Ingredients
Scale
- 1 tablespoon olive oil (affiliate)
- 1 yellow onion, diced
- 1 zucchini, finely chopped
- 1 red or orange bell pepper, finely chopped
- 1 teaspoon Italian seasoning (affiliate)
- 2 teaspoons salt, divided
- 1/2 teaspoon red pepper flakes
- 1/2 teaspoon black pepper
- 8 lasagna noodles, cooked
- 15 oz jar your favorite pasta sauce (affiliate)
- 1 egg
- 1 cup ricotta cheese
- 1 cup grated parmesan cheese
- **Toppings: 1/4 cup grated parmesan cheese and 2 tablespoons chopped fresh basil
Instructions
- In your pressure cooker or a large skillet, sauté onion, zucchini, and bell pepper in olive oil until soft.
- Add Italian seasoning, 1 teaspoon salt, red pepper flakes, and black pepper. Stir then remove from heat.
- Whisk together egg, ricotta, parmesan, and salt in a small bowl. Set aside.
- Lay cooked lasagna noodles out onto a large surface coated with a little cooking spray (I like to use a cutting board).
- Spread about 3 tablespoons of your ricotta mixture onto the length of the lasagna noodle then sprinkle with about an 1/8 cup of cooked veggies.
- Carefully roll lasagna noodle up until it looks like a cinnamon roll, then place into a lightly greased pressure cooker safe baking dish. I like to use my springform pan.

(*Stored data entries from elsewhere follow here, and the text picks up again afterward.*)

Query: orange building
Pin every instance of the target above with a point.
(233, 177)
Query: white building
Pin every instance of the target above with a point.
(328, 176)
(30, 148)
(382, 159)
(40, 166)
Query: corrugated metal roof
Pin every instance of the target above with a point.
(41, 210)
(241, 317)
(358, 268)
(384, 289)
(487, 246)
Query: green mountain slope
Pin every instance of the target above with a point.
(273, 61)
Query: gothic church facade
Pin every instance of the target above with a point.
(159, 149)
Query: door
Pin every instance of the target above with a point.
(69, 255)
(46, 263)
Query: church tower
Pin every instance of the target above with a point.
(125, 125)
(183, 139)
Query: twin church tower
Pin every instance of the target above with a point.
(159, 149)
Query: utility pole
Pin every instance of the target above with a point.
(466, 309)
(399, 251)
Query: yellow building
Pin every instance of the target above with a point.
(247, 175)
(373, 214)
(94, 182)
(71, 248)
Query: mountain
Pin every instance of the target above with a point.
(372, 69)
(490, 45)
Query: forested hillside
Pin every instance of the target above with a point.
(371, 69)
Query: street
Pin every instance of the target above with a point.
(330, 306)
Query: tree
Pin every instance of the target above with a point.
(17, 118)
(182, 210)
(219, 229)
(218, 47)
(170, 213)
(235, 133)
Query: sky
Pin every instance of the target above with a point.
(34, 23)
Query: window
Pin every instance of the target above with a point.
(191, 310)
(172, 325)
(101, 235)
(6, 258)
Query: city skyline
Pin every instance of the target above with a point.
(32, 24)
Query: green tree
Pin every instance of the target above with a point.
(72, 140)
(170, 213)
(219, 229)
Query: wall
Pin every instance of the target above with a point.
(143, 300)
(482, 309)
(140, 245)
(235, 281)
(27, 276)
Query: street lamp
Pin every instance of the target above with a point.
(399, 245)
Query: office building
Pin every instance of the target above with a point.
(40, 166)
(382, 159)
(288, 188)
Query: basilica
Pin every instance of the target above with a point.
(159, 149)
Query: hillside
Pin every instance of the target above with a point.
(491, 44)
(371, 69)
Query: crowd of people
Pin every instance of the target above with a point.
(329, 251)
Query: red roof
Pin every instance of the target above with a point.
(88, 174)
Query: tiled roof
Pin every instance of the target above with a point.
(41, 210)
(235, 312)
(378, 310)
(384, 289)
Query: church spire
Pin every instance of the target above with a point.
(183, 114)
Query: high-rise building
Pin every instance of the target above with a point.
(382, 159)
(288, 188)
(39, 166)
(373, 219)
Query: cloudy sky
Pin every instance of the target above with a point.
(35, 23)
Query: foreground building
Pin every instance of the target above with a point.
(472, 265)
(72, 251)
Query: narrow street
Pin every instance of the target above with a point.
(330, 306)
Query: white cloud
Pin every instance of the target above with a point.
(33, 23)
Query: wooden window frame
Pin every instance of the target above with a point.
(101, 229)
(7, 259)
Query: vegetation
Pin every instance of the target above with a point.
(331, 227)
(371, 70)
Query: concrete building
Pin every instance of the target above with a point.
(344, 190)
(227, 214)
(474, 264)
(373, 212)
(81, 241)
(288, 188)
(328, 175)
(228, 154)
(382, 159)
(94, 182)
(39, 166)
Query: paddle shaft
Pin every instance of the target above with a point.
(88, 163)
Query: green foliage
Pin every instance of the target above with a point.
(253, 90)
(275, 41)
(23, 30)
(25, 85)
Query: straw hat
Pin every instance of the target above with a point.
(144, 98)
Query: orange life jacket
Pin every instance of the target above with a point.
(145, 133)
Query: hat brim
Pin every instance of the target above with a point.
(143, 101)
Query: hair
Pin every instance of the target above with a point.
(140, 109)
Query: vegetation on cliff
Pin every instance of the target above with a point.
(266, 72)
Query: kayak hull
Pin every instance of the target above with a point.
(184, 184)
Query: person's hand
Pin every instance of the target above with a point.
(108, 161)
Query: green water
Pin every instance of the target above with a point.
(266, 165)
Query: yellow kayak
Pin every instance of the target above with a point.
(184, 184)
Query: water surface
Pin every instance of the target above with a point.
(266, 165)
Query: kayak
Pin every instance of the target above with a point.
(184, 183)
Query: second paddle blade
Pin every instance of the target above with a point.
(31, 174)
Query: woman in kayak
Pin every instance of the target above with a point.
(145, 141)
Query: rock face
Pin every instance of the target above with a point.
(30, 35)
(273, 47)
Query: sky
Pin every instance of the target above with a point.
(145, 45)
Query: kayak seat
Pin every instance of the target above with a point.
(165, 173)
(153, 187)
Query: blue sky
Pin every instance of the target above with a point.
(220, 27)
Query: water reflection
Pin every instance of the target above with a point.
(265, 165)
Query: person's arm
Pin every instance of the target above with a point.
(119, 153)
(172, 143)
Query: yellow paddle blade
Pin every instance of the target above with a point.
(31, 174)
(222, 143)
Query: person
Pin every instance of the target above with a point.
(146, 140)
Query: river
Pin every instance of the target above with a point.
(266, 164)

- Repeat with remaining noodles, ricotta, and veggies until baking dish is full.
- Pour 1 cup of water into pressure cooker then place trivet inside.
- Cover the noodles with pasta sauce then lower onto trivet inside pressure cooker.
- Lock lid and set to high pressure for 3 minutes. When time is up, let pressure naturally release for 10 minutes before releasing remaining pressure.
- **If you would like a crispy noodle, place on the broil setting in your oven for 5 minutes to crisp the top and sides.
- Sprinkle with grated parmesan cheese and chopped fresh basil.